I am deeply committed to the idea that philosophy is a cooperative activity and an inherently fulfilling one. For this reason, I encourage activities of philosophical study in which, through conversation, a community develops in which each participant experiences her or his thinking to be elevated beyond the level she or he could achieve alone, and in which study and social life are closely interwoven.
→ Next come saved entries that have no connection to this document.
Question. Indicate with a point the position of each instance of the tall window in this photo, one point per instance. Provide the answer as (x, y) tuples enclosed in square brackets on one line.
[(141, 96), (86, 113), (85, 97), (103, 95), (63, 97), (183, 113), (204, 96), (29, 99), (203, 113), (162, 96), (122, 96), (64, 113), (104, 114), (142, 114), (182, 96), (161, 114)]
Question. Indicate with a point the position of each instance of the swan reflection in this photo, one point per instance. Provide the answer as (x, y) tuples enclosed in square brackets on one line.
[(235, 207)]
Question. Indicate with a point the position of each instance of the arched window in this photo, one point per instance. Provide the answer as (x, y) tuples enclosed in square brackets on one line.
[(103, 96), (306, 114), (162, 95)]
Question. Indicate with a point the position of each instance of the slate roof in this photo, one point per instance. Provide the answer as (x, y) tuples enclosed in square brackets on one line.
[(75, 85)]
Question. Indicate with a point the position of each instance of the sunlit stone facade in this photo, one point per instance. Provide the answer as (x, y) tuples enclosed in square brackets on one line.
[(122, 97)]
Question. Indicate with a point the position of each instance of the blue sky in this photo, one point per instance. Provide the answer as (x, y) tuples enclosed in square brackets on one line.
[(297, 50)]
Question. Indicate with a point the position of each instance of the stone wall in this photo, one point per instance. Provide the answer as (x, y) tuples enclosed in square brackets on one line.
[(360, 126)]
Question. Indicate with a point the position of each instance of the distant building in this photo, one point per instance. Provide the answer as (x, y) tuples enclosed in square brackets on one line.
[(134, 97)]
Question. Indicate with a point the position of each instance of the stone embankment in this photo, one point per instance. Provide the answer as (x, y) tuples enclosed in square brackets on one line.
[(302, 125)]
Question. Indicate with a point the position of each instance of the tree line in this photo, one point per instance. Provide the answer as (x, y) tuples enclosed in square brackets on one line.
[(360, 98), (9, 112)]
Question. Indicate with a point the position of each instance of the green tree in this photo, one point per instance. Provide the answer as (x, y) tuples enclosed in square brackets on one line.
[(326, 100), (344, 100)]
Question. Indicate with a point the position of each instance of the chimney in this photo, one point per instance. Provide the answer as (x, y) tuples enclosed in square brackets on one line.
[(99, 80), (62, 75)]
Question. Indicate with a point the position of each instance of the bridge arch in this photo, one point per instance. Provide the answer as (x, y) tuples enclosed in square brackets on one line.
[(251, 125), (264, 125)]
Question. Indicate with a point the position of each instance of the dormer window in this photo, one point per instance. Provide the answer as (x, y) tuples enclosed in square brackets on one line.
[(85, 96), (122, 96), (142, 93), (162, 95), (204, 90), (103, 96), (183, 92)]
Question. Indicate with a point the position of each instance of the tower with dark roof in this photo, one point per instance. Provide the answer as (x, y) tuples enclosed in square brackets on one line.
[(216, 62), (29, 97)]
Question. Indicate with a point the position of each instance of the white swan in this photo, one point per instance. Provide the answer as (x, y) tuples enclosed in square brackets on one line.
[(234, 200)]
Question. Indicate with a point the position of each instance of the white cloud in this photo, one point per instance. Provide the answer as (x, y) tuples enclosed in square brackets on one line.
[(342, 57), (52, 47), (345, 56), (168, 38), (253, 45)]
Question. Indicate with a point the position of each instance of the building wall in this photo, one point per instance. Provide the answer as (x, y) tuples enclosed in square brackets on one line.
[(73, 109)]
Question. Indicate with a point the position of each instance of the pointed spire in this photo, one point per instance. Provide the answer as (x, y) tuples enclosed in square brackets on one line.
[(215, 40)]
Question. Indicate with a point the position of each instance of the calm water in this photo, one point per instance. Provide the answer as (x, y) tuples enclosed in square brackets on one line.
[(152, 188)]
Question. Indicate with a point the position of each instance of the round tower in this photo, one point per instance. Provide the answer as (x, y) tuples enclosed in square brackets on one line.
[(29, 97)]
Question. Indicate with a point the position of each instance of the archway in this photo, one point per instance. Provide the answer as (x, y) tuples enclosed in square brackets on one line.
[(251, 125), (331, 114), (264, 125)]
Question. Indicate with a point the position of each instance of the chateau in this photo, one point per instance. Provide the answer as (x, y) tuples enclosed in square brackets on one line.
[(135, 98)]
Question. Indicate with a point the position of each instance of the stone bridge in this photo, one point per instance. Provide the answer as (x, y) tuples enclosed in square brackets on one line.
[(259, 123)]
Since 2003, I have run an annual summer seminar in philosophy. Each year, roughly 25 invited participants-primarily faculty members and Ph.D. students from universities across North America-gather for roughly one week of intense, group study of a major text from the history of philosophy. Participants meet twice daily for sessions of highly focused discussion of the text and the issues it raises. When not studying in preparation for the meetings, seminar participants also socialize together, generally taking advantage of Toronto's outstanding, multicultural dining opportunities, and taking part in Toronto's vibrant and varied live music scene. Participants in these seminars consistently have the experience of growth in their conversation and conceptual abilities, and typically leave with a transformed sense of the nature and possibilities of philosophy.
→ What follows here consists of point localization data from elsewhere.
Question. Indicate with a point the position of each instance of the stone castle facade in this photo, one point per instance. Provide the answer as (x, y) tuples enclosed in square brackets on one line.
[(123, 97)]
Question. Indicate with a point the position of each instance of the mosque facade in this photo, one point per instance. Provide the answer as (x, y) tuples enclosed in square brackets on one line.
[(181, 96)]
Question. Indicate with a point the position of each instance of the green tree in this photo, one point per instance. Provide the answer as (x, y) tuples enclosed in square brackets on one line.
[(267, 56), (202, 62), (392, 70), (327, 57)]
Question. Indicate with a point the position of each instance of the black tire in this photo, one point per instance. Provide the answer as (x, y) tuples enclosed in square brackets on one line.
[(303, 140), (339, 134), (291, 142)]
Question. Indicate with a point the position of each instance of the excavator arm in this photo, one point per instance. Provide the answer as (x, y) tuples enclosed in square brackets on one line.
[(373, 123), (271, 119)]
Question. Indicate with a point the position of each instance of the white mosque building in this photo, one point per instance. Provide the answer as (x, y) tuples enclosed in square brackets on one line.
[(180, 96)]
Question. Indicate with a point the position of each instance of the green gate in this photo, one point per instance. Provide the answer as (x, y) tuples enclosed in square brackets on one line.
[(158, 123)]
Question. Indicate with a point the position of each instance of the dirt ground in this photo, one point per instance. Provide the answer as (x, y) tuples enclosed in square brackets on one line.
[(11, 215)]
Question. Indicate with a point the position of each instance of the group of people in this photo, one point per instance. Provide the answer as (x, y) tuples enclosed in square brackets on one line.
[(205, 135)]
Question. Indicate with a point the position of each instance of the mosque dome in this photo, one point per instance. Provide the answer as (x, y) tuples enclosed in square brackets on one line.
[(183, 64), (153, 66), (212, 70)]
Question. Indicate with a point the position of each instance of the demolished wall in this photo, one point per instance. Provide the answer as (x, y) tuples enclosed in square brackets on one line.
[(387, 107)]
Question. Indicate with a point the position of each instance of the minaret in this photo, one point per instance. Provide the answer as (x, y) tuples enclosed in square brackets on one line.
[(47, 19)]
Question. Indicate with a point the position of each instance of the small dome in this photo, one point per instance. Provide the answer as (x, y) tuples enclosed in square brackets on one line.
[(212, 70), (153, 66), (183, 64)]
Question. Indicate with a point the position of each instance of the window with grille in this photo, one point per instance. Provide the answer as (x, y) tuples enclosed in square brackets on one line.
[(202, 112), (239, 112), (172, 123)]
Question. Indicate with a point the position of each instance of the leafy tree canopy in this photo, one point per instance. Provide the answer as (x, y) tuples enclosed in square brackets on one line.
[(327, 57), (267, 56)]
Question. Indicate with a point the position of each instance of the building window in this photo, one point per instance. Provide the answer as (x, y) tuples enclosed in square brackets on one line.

Throughout the year, I also often lead smaller private seminars, specially oriented to graduate students, on various texts and topics in the history of philosophy.
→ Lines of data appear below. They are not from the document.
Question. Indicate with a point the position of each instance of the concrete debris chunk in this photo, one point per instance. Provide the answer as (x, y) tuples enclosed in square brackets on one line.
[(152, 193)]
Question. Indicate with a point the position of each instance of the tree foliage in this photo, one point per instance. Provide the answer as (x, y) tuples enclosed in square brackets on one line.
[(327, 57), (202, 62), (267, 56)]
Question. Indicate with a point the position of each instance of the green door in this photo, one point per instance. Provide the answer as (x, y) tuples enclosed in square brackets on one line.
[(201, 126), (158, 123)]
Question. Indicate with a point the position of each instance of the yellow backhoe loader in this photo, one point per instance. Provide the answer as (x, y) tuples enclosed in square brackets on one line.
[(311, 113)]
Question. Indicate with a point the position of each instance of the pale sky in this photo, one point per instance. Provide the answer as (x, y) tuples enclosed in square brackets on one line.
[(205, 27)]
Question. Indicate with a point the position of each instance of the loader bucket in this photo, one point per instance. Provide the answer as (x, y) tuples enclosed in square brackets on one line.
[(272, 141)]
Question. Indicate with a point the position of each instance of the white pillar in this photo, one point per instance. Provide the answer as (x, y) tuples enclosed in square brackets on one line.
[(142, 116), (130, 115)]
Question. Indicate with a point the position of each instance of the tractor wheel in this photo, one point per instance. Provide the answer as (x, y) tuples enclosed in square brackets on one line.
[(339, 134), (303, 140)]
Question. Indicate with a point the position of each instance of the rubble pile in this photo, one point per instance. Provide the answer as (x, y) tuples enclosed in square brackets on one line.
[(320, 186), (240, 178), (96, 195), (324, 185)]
Music, along with the other creative arts, is one of the most profound ways in which people express and define the distinctive character of human life. Composing, performing, and listening to music are some of the most fulfilling of our experiences. Listening offers us the opportunity for the sensuous pleasure of listening and moving (in dance), for emotional self-expression, and for bonding with others in shared enthusiasm. Performing brings with it the demands and rewards of communication and cooperation-with band-members and with audience-and supports the development and deployment of highly-refined bodily and expressive skills. Composing can be a powerful intellectual and cultural practice, offering one a route into participating in the rich historical and multicultural traditions of musical expression. Engaging with music, like engaging with philosophy, touches us in every dimension-bodily, emotional, intellectual, interpersonal, cultural, spiritual-of our experience.

My own personal path into music has involved me in the study of jazz music in particular, and since 2005 I have performed regularly in Toronto as a guitarist with my own band, the John Russon Quartet. The band (with the outstanding musicians Nick Fraser, Mike Milligan, and Chris Gale on drums, bass, and saxophone respectively, and, on special occasions, with Tom Richards joining us on trombone) performs my original compositions, as well as interpreting the standard tunes of the jazz repertoire and experimenting with free improvisation. We have just (August 2011) gone into the studio to record our first CD, and it should be available in a few months. It has also been, and continues to be, a major project of mine to develop a community of jazz enthusiasts who will carry on the tradition of appreciating live musical performance in general and jazz music in particular in this age in which recording, downloading, and dj-ing have come to define "music" for most people.

I think of both philosophy and music as communal practices first and foremost, and I regularly try to design community activities involving either or both. Currently, I am organizing one series in downtown Toronto.

"Story and Song Night" is a once-a-month event in which a speaker narrates one of the great stories from the world's religious traditions. Stories are among the oldest and most basic of our ways of telling ourselves and each other who we are as people, and the ancient stories that have been handed down for generations remain powerful and provocative resources for thinking about ourselves and our lives. On the fourth Tuesday of each month, a speaker narrates a story she or he has found personally meaningful, and this is followed first by group discussion and then by a set of live music performed by some of the best of Toronto's musicians. The event is hosted by Naco Gallery Cafe (1665 Dundas St. W.).